The field of magnetic soft robotics is moving fast. Several exciting developments point to what the next decade may bring.

Advanced Magnetic Composites

New materials such as liquid metal–magnetic particle hybrids, shape-memory magnetic polymers, and stretchable magnetic skins are being tested. These could enable robots that change stiffness on demand or self-heal after damage.

Multi-Field Actuation Hybrids

Combining magnetic fields with other stimuli—light, heat, pH, ultrasound—can provide orthogonal control. For example, a soft robot can be magnetically steered to a target, then triggered to release a drug by a near-infrared laser. This multi-modal approach increases functionality.

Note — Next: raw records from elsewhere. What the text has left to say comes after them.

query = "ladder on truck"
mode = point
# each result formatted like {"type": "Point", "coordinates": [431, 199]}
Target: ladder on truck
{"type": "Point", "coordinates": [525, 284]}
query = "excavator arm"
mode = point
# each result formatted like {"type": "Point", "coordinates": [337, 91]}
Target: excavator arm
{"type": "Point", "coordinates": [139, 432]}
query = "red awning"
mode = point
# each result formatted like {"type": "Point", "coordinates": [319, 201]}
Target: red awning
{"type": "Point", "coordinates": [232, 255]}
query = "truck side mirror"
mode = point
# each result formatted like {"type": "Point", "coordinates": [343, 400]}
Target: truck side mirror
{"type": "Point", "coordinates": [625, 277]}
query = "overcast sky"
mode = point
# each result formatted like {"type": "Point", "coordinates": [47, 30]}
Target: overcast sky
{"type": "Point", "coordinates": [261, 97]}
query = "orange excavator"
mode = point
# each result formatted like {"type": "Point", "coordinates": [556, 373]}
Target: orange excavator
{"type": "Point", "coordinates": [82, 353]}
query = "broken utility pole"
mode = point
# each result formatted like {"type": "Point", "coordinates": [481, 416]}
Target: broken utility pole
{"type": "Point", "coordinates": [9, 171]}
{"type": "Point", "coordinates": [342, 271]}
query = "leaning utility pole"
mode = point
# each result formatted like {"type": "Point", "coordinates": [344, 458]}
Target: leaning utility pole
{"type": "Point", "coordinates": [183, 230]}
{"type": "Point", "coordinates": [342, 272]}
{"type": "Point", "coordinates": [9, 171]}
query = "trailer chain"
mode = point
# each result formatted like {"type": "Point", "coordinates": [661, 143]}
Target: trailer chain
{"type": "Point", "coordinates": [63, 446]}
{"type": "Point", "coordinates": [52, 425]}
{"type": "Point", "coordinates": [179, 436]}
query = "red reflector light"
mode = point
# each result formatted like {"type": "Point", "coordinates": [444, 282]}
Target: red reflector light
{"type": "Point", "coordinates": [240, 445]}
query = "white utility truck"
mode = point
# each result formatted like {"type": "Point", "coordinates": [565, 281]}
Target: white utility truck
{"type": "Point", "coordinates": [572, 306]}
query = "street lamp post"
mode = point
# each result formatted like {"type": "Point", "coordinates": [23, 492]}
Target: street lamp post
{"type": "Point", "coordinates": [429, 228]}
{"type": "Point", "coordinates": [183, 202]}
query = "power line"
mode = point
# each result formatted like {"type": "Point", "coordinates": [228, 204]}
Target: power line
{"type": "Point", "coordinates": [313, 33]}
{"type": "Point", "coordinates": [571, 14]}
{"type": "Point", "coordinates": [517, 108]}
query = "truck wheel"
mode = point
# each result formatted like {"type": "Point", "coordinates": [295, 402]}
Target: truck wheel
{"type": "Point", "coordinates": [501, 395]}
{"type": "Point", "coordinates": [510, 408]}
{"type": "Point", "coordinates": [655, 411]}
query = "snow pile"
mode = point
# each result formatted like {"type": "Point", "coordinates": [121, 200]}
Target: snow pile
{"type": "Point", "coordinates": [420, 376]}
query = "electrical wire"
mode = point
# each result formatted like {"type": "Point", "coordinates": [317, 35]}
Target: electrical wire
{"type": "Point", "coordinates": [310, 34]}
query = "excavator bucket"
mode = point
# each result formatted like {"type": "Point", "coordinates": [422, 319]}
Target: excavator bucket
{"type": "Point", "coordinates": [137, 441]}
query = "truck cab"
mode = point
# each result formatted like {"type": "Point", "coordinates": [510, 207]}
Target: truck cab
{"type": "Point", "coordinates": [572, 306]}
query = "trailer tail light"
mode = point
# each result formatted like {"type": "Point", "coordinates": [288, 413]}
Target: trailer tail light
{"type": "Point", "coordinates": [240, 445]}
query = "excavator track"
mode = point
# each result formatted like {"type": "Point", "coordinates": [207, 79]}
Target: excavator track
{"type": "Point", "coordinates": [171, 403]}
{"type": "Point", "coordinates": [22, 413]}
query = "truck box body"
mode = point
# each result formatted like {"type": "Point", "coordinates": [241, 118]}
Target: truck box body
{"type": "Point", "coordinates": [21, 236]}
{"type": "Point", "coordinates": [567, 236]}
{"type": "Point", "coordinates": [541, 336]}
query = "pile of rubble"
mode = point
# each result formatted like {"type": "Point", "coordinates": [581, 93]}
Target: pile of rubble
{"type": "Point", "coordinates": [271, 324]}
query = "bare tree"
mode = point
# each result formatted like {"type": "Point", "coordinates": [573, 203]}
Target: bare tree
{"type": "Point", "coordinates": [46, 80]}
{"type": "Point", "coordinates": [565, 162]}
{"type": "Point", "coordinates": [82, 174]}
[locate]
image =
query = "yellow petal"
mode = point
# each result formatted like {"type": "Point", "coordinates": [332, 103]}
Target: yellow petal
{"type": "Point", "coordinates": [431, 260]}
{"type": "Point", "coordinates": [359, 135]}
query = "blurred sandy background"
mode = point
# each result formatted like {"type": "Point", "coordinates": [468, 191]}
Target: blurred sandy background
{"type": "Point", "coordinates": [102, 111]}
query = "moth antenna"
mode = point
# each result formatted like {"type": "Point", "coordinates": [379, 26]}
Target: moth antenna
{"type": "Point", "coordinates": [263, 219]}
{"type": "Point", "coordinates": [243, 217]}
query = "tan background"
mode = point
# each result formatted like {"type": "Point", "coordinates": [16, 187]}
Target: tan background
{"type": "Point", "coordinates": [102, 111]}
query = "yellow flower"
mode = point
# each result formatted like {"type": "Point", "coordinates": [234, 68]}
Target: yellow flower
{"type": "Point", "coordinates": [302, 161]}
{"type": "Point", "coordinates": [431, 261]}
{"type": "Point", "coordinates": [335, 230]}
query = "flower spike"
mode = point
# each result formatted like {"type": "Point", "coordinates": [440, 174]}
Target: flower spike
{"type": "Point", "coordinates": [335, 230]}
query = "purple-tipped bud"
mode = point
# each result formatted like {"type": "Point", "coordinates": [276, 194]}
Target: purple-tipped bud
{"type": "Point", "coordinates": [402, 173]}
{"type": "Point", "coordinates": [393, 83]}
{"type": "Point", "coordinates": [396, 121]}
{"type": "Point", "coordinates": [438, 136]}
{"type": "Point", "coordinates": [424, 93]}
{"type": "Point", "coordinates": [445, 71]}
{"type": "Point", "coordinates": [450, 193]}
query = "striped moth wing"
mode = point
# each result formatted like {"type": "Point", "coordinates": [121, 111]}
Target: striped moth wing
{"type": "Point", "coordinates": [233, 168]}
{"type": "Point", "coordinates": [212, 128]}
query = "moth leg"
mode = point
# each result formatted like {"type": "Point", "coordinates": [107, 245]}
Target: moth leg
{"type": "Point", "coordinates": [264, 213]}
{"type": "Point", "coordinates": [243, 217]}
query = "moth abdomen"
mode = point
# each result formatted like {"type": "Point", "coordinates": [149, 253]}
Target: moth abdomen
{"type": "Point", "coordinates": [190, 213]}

AI and Machine Learning for Control

Deep reinforcement learning is being applied to discover optimal magnetic field sequences for complex gaits or tasks. Instead of manually programming a crawling pattern, an algorithm can learn it through trial and error, adapting to different environments. Such approaches could make magnetic soft robots truly autonomous.

Clinical Translation

The first human trials of magnetically guided soft capsules for gastrointestinal endoscopy are already underway. Companies like Endostart and MagBot are developing steerable soft robots for colonoscopy and drug delivery. Regulatory approvals and safety studies will be critical before widespread use.

Scalable Manufacturing

Techniques like 3D printing with magnetic filaments, injection molding of magnetized elastomers, and roll-to-roll fabrication are lowering production costs. This paves the way for disposable soft robots for one-time medical procedures or environmental clearance missions.

Conclusion

Magnetic actuation has unlocked a new dimension in soft robotics. It provides the ability to remotely control compliant machines with high precision, safety, and versatility. From navigating the bloodstream to wrangling rubble, these robots are poised to address some of the most demanding challenges in medicine, industry, and exploration. While obstacles remain—limited penetration depth, material optimization, and control complexities—ongoing research in advanced materials, AI-driven control, and hybrid actuation is rapidly closing the gap.

The combination of magnetic fields and soft materials represents a convergence of physics, materials science, and robotics. As this technology matures, we can expect to see soft robots that are not only flexible but also intelligent, responsive, and truly untethered. The era of magnetic soft robotics is just beginning.